In the very long run, it's becoming clear (at least to me) that NoSQL and other big data approaches are converging into some sort of platform singularity–a unified architecture–that none of us can quite put our virtual fingers on yet. It will involve the heart of today's big data–scale-out, shared-nothing massively parallel processing (MPP), optimized storage, dynamic query optimization, mixed workload management, hardware optimization–and then some. All SSD will be the least of it. The future big data fabric will persist complex content transparently, in diverse physical and logical formats, to an abstract, seamless grid of interconnected memory and disk resources; and deliver intelligence with sub-second delay to consuming applications. It optimize parallel execution of advanced analytics and transactions on-demand and continuously across distributed processing, memory, storage and other resources.

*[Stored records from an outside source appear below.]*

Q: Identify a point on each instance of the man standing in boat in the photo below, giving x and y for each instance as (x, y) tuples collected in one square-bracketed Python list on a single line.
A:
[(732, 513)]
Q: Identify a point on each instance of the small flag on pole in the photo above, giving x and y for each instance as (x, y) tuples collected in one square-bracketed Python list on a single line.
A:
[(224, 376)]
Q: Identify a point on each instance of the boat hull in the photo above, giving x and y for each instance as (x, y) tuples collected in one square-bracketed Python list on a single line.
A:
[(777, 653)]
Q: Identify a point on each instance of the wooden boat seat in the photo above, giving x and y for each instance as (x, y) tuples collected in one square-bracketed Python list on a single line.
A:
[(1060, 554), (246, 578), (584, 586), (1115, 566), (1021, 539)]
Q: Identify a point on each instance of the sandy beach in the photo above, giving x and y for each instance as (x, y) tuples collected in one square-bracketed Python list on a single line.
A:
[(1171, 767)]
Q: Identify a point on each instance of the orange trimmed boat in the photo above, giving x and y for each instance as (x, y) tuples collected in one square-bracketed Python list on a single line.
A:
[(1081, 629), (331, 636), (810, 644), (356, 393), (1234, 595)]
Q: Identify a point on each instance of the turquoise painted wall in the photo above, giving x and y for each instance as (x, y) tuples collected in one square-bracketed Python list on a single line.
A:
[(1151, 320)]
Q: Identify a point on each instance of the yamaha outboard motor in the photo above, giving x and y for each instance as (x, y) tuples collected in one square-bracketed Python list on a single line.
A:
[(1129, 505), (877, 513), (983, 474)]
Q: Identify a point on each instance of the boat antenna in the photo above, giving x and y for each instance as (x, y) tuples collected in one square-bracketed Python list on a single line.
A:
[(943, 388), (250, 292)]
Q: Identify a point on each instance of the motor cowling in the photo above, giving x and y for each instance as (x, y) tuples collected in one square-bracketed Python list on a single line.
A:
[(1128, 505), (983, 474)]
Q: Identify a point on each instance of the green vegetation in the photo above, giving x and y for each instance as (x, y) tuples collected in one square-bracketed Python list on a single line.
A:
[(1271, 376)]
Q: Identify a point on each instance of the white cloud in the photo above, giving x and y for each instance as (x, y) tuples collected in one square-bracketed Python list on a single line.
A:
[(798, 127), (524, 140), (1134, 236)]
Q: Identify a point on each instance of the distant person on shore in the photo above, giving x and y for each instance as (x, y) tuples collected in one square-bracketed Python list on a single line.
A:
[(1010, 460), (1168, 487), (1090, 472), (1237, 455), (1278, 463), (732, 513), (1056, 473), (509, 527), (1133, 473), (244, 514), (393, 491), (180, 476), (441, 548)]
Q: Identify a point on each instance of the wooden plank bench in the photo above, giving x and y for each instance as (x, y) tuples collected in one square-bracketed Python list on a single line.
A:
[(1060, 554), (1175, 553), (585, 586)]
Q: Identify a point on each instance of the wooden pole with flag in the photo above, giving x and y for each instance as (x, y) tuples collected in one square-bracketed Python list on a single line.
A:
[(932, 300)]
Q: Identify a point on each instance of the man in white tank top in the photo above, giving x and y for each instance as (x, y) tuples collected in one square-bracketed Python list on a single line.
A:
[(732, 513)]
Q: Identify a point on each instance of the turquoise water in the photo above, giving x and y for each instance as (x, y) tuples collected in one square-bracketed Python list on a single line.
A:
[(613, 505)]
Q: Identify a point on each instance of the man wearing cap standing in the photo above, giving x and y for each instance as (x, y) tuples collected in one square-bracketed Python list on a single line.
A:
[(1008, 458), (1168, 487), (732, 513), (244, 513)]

It will ensure diverse application service levels through an end-to-end, policy-driven, latency-agile grid.
One thing none of us has quite got our heads around is how we'll incorporate quantum computing–a growing inevitability–into big data. With the advances in this area, many of them being developed by IBM Research, you have to wonder how the distributed runtime execution environment for big data analytics will evolve in the next 10-20 years. Will CPUs, core and other discrete processing elements in the big data fabric also be virtualized through some cosmic "entanglement" (here's where I'm, perhaps, a bit over my head on the "plumbing" of quantum computing).
For those of you who think I'm talking purely blue sky, check out this week's IBM press release on our exciting work in the new field of "spintronics" for advanced storage or this recent article on other work we're doing related to quantum computing.
If we put on our thinking caps, what will quantum-powered big-data analytics allow us to do that we can't do now with MPP EDW, Hadoop, NoSQL and other approaches? For starters, complex real-time optimizations involving zillions of variables and simultaneous calculations will become a piece of cake. The most demanding of today's multi-scenario constraint-based optimization challenges will give way to seemingly unlimited processing power. Data scientists will be able to test so many alternate modeling scenarios concurrently that the most extraordinarily deep analyses be indistinguishable from magic (i.e., the late Arthur C. Clarke's definition of a "sufficiently advanced technology").
When will this all become feasible, technologically (I'm not even going to speculate about when you might see it embedded in generally available products)? Mark Ketchen of IBM’s Watson Research Center is on record as saying "I used to think it was 50 [years]. Now I’m thinking like it’s 15 or a little more. It’s within reach. It’s within our lifetime. It’s going to happen."
Within our lifetime? I'm almost 54. I suspect that it may happen not only while I'm alive, but while I'm still in the pink of my career in this industry. Technological advances are snowballing and converging at seeming light speed.
Does that make me a first-class space cadet? What do you think?
At the end of the week, I'm still getting my head around spintronics. And a Wall Street Journal I just read over breakfast: "Future of Data: Encoded in DNA".
What's NOT a potential data storage device?